O15746 Jacques Pimpaneau : "Anthologie de la litterature chinoise classique"

"Anthologie de la littérature chinoise classique"

Jacques Pimpaneau

Philippe Picquier

2004



Un homme vendait des lances et des boucliers.

Il les vante.

On lui demande :

--- Qu’est-ce qui se passe, si une de vos lances attaque un de vos boucliers ?



Un lapin heurte fortement les racines d’un arbre.

Il se rompt le cou.

Un paysan guette un autre lapin..


Une grenouille vit dans un puits.

Elle dit à une tortue de mer :

Je suis heureuse.

J’ai de l’eau jusqu’aux aisselles.

Je me baigne.

Les autres animaux aquatiques n’ont pas un meilleur sort que moi.

Je suis reine et maîtresse dans ce vieux puits.

Pourquoi ne viens-tu pas plus souvent me voir ?



Zhuang Zhou

Il rêve qu’il est un papillon.

Heureux.

Qui voletait à sa guise.

Mais était-ce, plutôt, le papillon, qui était en train de rêver qu’il était Zhuang Zhou ?
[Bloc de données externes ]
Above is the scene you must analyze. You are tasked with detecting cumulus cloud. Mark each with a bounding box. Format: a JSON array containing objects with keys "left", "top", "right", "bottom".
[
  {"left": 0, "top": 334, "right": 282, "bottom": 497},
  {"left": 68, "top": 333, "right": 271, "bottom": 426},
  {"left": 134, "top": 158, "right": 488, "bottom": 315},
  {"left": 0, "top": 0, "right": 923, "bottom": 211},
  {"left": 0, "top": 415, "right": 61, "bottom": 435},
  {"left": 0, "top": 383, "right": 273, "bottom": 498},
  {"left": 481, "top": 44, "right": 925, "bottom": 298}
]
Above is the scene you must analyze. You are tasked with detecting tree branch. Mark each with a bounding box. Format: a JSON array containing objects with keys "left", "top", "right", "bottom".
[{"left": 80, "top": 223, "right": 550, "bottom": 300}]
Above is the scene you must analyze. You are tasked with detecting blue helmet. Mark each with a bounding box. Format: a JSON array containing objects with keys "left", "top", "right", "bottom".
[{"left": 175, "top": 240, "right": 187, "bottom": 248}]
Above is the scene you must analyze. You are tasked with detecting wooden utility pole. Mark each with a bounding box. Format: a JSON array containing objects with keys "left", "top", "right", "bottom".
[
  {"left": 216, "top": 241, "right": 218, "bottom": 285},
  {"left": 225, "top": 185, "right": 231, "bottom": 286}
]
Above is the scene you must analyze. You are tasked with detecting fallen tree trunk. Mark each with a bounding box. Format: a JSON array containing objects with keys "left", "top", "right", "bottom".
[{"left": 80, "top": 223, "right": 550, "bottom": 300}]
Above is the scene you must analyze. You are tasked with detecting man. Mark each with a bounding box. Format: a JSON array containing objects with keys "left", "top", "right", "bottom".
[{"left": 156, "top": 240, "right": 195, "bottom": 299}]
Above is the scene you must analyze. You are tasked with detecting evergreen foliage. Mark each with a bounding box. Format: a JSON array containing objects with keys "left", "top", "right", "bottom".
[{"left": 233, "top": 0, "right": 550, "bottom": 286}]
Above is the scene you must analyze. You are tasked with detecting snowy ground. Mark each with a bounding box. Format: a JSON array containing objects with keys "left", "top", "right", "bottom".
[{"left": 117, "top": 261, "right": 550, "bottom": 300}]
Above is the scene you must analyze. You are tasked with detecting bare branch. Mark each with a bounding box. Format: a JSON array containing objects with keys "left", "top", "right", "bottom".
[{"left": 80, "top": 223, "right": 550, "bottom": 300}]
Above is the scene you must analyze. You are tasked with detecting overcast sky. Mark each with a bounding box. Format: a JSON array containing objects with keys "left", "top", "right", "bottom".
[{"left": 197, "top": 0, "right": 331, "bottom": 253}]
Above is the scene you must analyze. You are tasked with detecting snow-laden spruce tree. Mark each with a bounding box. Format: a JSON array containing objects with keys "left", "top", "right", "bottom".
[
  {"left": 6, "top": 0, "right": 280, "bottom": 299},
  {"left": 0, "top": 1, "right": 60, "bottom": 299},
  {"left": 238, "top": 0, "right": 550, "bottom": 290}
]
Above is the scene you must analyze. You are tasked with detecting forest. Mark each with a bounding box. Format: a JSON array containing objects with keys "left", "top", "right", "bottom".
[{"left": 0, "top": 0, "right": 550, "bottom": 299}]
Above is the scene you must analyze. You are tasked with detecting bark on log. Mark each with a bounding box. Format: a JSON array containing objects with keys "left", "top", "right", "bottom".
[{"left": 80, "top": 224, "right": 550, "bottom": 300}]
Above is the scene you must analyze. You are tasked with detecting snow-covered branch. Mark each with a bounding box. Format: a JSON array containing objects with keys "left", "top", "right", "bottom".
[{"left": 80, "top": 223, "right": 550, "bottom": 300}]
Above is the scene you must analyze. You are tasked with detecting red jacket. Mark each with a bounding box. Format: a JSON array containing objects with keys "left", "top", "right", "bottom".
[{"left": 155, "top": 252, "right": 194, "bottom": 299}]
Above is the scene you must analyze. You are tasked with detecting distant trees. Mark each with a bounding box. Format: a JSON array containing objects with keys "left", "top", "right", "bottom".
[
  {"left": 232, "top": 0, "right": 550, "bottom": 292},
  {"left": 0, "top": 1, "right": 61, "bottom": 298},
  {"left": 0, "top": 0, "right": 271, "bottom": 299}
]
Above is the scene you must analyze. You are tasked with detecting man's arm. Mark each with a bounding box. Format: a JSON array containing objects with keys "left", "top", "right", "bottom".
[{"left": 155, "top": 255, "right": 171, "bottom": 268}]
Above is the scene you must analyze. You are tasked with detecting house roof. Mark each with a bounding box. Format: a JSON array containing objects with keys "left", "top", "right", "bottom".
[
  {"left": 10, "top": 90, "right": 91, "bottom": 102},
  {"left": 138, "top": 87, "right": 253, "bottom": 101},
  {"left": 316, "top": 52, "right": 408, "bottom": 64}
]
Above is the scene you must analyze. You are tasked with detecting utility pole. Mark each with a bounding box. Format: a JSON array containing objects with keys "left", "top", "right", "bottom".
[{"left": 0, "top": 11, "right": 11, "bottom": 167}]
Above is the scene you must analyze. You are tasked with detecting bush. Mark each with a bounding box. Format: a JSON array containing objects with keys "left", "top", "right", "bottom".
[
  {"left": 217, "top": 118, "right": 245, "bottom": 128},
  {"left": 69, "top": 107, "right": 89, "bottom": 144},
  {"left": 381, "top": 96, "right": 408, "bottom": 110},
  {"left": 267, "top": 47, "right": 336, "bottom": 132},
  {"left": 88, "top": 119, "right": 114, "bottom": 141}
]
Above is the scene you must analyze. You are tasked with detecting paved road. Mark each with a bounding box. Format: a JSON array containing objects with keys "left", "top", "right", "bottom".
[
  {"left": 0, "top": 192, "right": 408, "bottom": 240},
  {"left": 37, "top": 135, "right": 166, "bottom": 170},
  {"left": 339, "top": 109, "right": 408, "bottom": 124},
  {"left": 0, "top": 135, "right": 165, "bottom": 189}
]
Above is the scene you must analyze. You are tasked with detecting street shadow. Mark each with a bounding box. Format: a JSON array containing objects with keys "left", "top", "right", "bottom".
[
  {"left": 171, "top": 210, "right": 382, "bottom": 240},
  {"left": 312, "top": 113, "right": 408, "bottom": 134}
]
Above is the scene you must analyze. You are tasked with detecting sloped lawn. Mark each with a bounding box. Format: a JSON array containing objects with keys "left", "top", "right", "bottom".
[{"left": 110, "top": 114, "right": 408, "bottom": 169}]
La jolie fille est charmante
Le seigneur la recherche

Il la poursuit même quand il dort

Mais ne l’obtient pas

Le son de la cithare la conquiert



La cigale s’est tue.

Je reste dans mes rêves
Me soupçonnant à tort d’avoir un nouvel ami



Le docteur

Je prescris les plantes suivant les traités.



Mariée, vous êtes son épouse
Enfuie, vous êtes sa concubine

Indigne de participer au culte ancestral



Maître du Ciel

Tu es trop vieux

Tes oreilles sont sourdes et ton regard troublé

Tu ne peux voir personne

Assassins et incendiaires jouissent de richesses et d’honneurs



Sa majesté se mit en colère

Insulta les fonctionnaires de la cour

Ce n’est pas la peine d’en avoir tellement

S’il n’y en a même pas un dont les connaissances soient assez étendues pour nous tirer d’embarras

Qu’il y en ait un pour déchiffrer la lettre des barbares.

Lettre ?

Empreintes d’animaux sauvages.

Li Bai est assez savant pour déchiffrer la lettre.

Il se venge de ceux qui l’ont humilié, récusé.

Et il lit la lettre, l’explique.

Il ne faut pas se faire d’ennemi.

Il assiste l’empereur, et nul ne peut lui être égalé.



C’est le propre de certains poètes de susciter l’imagination des conteurs.